2026’ya yaklaşırken dünya ve Türkiye, artık geçici dalgalanmalarla, seçim takvimleriyle ya da “dış şok” söylemleriyle açıklanamayacak ölçüde derin, yapısal ve tarihsel bir krizin içindedir. Bu tablo basit bir konjonktür sorunu değildir; küresel kapitalizmin, sermaye birikimini toplumsal refahın önüne koyan neoliberal mimarisinin doğal sonucudur. Kriz bir sapma değil, sistemin normal çalışma biçimine dönüşmüştür. Devletler hâlâ büyüme hikâyeleri anlatırken toplumlar yoksullaşmakta, siyaset ise çözüm üretmek yerine bu yoksullaşmayı “yönetilebilir” kılmaya çalışmaktadır.

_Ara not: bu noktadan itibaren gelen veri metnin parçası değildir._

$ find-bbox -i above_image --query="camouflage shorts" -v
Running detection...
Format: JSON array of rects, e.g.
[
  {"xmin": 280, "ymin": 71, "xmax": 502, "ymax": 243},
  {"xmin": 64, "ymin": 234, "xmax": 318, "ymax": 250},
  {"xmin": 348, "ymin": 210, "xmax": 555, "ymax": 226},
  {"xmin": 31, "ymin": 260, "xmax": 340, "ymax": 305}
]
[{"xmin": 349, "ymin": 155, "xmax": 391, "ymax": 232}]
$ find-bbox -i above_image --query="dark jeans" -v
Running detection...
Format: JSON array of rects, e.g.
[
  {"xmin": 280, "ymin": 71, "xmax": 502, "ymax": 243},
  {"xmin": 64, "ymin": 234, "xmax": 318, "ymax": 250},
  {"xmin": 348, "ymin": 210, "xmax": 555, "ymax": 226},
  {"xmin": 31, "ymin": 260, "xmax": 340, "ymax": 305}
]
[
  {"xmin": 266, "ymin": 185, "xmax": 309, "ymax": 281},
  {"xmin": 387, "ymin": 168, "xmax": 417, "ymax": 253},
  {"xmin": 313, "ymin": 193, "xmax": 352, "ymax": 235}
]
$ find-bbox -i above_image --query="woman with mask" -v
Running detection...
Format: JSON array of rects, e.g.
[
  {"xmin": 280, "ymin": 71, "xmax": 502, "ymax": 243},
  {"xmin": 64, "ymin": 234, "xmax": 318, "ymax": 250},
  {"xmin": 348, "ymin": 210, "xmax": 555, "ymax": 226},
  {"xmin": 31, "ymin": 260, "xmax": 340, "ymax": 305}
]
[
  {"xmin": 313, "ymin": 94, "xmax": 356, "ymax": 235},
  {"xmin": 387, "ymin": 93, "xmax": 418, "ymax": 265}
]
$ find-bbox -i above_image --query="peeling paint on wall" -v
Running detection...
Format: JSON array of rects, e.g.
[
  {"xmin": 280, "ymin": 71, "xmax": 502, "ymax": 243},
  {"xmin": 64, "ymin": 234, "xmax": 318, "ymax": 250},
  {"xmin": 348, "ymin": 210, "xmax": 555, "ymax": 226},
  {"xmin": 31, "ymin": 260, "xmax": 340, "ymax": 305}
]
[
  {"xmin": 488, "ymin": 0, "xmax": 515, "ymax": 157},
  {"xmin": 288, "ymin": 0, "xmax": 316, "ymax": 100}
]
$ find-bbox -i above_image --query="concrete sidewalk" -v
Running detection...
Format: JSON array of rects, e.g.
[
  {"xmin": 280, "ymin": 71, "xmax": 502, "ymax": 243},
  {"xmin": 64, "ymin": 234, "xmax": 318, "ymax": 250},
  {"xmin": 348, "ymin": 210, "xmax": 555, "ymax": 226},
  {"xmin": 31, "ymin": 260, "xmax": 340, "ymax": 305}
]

Bugün siyaset sahnesinde gördüğümüz şey tam olarak budur: Yoksulluğu ortadan kaldırmak değil, yoksullukla yaşamayı normalleştirmek. Asgari ücret tartışmaları, sosyal yardımlar, geçici destek paketleri… Hepsi aynı sorunun etrafında dönüyor ama sorunun kendisine dokunmuyor. Çünkü mevcut düzen için yoksulluk bir arıza değil, işlevsel bir araçtır.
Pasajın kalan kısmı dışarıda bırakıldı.